Он смотрит на Шале и начинает смеяться, как будто сейчас сболтнет глупость, но горло его сжимается.
— Я полагаю, что до нового указания антифашизм еще не стал отклонением?
— Нет, — отвечает Шале. — Он не стал отклонением. Мы, как всегда, против фашизма во всех его формах. Но ты будешь неправ, если из этого заключишь, что мы собираемся сближаться с буржуазными демократами.
— Я никогда так не думал.
— Этого недостаточно. Объективно же ты вербовал людей для прислужников Черчилля.
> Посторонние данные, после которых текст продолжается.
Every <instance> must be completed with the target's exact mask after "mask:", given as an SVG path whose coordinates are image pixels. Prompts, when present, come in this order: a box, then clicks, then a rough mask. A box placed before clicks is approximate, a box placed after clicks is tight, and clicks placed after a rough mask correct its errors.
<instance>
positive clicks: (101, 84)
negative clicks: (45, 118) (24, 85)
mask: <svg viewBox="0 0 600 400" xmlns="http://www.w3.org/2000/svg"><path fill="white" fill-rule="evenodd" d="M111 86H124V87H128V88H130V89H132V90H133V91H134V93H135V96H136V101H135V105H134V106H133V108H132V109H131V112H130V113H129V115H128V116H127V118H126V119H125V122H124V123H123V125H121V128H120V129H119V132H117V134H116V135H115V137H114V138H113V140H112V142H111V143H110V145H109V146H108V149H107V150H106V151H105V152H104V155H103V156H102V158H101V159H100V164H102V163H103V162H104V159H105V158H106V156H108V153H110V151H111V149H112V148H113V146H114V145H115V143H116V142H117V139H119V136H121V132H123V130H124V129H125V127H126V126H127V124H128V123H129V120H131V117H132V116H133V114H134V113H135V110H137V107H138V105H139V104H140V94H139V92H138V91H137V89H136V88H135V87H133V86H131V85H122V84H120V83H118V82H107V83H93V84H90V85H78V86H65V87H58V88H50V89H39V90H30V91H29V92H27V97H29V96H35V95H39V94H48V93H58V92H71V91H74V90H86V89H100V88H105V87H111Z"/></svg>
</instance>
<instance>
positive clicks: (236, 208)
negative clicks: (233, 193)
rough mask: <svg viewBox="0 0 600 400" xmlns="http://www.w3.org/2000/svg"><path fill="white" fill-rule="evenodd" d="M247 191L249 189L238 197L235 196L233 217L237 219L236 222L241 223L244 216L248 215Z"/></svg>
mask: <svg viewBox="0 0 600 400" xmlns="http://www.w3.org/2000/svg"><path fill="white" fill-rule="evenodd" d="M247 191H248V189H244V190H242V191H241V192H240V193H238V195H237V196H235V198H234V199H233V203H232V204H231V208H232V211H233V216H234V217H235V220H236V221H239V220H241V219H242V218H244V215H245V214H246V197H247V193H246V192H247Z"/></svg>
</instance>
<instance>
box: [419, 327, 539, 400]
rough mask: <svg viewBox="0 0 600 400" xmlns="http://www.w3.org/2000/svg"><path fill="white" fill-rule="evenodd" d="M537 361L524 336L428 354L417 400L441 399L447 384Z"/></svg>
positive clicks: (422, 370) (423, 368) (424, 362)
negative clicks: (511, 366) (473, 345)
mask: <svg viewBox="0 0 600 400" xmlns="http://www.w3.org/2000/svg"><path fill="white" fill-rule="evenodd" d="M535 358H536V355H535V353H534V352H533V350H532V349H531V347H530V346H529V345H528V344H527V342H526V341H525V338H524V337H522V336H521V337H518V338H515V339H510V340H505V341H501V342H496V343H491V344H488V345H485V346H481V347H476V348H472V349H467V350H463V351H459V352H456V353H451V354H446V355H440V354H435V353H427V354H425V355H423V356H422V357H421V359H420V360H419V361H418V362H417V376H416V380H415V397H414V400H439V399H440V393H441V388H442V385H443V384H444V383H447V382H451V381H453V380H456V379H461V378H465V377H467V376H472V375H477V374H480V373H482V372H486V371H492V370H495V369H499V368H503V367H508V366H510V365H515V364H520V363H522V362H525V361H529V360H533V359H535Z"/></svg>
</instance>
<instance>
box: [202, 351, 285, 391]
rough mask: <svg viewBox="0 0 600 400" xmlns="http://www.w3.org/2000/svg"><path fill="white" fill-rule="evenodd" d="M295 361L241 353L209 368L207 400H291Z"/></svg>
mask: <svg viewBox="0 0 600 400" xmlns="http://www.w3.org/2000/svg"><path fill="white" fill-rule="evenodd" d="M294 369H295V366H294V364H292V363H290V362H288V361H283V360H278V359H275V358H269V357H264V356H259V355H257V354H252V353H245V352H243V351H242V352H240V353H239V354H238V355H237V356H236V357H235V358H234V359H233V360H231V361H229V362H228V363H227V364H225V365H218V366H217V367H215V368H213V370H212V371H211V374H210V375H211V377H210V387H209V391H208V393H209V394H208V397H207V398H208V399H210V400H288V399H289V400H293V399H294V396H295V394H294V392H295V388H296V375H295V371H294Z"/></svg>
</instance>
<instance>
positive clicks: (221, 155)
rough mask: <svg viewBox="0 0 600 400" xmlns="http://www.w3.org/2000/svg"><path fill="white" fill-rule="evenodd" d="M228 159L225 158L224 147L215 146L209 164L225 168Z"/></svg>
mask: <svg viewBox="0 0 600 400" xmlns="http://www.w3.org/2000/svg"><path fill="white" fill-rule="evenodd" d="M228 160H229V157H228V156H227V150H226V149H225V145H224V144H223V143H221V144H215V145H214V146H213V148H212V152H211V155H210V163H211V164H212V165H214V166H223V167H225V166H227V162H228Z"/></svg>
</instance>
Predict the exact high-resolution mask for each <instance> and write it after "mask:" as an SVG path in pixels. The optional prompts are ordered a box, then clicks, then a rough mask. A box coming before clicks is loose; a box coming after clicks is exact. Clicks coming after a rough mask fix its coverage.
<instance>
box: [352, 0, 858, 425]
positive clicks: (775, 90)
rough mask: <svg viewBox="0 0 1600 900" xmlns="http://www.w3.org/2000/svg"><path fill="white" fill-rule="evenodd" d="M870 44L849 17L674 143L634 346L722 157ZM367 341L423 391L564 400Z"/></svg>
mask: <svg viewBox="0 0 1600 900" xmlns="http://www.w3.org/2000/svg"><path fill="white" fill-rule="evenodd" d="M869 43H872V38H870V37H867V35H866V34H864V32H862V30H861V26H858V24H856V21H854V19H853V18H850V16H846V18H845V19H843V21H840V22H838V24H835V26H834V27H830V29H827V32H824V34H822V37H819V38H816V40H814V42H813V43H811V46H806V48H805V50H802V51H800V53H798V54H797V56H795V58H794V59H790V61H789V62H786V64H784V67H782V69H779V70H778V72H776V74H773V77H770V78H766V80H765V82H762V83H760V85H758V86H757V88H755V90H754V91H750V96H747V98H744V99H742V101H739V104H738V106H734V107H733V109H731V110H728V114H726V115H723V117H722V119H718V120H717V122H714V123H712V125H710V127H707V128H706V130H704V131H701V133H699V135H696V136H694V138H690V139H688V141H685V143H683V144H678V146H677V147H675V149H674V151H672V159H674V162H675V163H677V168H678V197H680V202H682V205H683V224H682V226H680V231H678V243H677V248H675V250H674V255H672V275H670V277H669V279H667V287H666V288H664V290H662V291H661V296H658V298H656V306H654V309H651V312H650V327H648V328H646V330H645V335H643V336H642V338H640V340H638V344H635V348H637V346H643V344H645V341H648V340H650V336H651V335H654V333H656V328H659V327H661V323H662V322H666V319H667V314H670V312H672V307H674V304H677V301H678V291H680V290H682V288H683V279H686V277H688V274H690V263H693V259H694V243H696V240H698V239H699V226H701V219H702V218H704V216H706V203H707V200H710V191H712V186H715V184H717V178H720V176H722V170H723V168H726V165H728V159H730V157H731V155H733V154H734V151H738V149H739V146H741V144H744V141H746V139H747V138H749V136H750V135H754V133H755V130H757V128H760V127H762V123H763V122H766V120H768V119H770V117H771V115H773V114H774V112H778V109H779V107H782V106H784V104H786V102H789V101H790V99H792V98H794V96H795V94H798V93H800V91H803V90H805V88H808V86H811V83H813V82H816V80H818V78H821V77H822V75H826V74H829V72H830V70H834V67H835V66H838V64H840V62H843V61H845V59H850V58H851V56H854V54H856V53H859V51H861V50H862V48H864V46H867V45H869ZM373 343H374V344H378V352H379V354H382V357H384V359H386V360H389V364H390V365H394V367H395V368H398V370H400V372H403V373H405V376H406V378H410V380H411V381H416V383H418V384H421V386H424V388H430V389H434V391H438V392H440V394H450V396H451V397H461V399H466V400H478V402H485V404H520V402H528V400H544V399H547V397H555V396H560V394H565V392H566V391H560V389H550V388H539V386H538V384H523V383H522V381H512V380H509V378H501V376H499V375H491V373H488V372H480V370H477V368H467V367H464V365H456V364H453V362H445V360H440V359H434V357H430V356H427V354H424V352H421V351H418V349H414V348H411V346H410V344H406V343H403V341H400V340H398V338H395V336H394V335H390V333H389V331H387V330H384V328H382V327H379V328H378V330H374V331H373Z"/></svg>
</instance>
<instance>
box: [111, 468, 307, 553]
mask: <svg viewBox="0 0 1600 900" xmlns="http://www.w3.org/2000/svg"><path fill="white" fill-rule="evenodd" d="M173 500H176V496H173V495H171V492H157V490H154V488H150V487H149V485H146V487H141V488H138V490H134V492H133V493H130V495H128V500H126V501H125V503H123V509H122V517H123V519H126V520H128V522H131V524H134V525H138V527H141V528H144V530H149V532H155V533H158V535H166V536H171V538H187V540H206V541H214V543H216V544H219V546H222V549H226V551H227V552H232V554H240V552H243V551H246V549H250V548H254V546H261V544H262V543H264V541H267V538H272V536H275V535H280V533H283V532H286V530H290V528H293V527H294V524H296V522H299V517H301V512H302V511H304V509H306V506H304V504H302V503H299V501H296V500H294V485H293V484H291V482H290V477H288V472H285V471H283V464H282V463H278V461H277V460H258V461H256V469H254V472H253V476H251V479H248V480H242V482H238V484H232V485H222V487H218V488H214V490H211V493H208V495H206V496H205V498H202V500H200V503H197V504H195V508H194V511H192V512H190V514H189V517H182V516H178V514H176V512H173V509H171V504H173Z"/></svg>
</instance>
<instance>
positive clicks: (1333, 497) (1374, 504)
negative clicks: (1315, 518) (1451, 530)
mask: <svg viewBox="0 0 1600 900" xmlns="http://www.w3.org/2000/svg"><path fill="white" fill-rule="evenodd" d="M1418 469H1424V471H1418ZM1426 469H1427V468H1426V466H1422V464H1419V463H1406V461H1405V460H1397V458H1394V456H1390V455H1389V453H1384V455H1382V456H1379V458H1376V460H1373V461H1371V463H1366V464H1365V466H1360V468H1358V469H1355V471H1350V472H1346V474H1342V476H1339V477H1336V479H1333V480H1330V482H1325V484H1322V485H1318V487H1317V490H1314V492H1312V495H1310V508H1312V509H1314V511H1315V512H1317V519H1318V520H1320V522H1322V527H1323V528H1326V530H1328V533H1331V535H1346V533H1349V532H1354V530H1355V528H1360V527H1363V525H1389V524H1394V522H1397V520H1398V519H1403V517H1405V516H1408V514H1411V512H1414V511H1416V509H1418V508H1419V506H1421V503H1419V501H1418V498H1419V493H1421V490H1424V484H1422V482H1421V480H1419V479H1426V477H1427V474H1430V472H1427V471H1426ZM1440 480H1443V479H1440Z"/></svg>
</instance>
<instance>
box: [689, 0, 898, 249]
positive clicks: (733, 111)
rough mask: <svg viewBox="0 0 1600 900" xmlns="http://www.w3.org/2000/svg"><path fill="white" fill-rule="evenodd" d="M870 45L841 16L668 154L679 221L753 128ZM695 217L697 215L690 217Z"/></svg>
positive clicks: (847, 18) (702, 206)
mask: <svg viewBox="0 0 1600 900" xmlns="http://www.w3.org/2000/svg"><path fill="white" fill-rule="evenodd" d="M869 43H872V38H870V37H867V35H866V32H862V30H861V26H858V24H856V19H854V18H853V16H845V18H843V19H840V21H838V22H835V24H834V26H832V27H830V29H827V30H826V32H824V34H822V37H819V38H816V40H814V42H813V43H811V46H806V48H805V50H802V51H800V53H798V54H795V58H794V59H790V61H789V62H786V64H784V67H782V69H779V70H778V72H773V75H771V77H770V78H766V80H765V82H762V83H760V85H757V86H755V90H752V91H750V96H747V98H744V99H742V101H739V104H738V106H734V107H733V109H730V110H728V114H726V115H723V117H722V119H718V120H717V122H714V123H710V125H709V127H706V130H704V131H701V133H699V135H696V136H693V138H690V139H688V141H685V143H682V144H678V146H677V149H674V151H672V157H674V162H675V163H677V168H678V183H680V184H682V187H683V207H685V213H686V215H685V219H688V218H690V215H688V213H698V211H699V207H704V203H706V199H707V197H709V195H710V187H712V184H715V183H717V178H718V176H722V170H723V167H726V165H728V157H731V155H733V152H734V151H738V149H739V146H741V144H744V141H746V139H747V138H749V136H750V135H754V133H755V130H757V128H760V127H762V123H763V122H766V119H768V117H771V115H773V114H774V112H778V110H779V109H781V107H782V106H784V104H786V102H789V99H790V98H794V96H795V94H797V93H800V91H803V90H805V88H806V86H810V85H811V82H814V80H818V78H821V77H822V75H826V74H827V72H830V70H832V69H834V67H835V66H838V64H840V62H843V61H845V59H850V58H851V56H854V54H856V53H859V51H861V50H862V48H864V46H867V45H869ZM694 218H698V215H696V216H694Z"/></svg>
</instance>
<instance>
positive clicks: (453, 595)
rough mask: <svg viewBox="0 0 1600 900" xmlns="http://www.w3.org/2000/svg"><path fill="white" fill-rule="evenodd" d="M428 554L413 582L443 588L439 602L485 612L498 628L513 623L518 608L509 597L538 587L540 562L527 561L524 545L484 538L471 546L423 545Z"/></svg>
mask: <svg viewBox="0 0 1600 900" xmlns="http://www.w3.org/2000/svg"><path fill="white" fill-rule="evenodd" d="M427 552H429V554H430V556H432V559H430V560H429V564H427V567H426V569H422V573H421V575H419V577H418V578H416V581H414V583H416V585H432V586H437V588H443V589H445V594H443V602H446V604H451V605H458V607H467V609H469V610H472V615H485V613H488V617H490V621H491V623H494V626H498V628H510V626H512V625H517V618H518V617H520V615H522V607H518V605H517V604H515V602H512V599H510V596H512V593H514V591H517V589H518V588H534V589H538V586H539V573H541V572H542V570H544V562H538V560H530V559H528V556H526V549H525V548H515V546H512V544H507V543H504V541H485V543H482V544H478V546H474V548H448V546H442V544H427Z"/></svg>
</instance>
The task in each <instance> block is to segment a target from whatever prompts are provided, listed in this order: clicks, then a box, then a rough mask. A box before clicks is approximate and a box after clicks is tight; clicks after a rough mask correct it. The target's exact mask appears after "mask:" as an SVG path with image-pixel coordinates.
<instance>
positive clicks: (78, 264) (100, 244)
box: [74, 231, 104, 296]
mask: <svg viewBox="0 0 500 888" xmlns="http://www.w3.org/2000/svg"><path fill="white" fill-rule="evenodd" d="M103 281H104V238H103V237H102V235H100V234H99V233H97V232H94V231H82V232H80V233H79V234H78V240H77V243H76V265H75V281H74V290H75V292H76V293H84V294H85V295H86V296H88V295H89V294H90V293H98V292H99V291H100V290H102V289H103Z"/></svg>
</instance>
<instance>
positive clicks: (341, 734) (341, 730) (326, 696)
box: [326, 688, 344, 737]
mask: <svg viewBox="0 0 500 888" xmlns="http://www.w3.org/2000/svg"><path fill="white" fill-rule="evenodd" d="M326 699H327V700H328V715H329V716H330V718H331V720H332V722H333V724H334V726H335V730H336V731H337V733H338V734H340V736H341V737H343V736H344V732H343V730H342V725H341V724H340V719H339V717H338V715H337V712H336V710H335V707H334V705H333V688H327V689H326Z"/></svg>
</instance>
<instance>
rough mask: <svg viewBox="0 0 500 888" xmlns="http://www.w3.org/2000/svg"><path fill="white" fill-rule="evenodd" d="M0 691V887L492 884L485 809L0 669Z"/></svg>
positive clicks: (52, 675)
Брюне подскакивает. Он поражен. — Я?
Но он тут же успокаивается, улыбается и, заметив, что сжал кулаки, разжимает их и кладет ладони на колени,
— Я тебя не понимаю.
— Представь себе, — говорит Шале, — что парней, которых ты наставлял, освобождают. Они возвращаются во Францию и больше не узнают никого и ничего, пропаганда правительства Виши вызывает у них рвоту. Куда они пойдут?
— Но, Боже мой!.. — говорит Брюне. Глаза Шале жгут его.
— Куда они пойдут?
— До сих пор я предполагал, — с горечью отвечает Брюне, — что они пойдут в партию.
Шале улыбается и спокойно продолжает:
— Они, сломя голову, бросятся в голлизм, они сложат головы в империалистической войне, которая их совершенно не касается, а ты, Брюне, поддерживаешь своим авторитетом эту нелепость.
Взгляд его угасает, Шале пытается улыбнуться, но его лицо перестало ему повиноваться. Из этой фиолетовой красноносой маски исходит только голос, проникновенный и убедительный:
— Не тот момент, Брюне. Ведь мы выиграли, наш злейший враг повержен…
— Наш злейший враг? — не понимая, повторяет Брюне.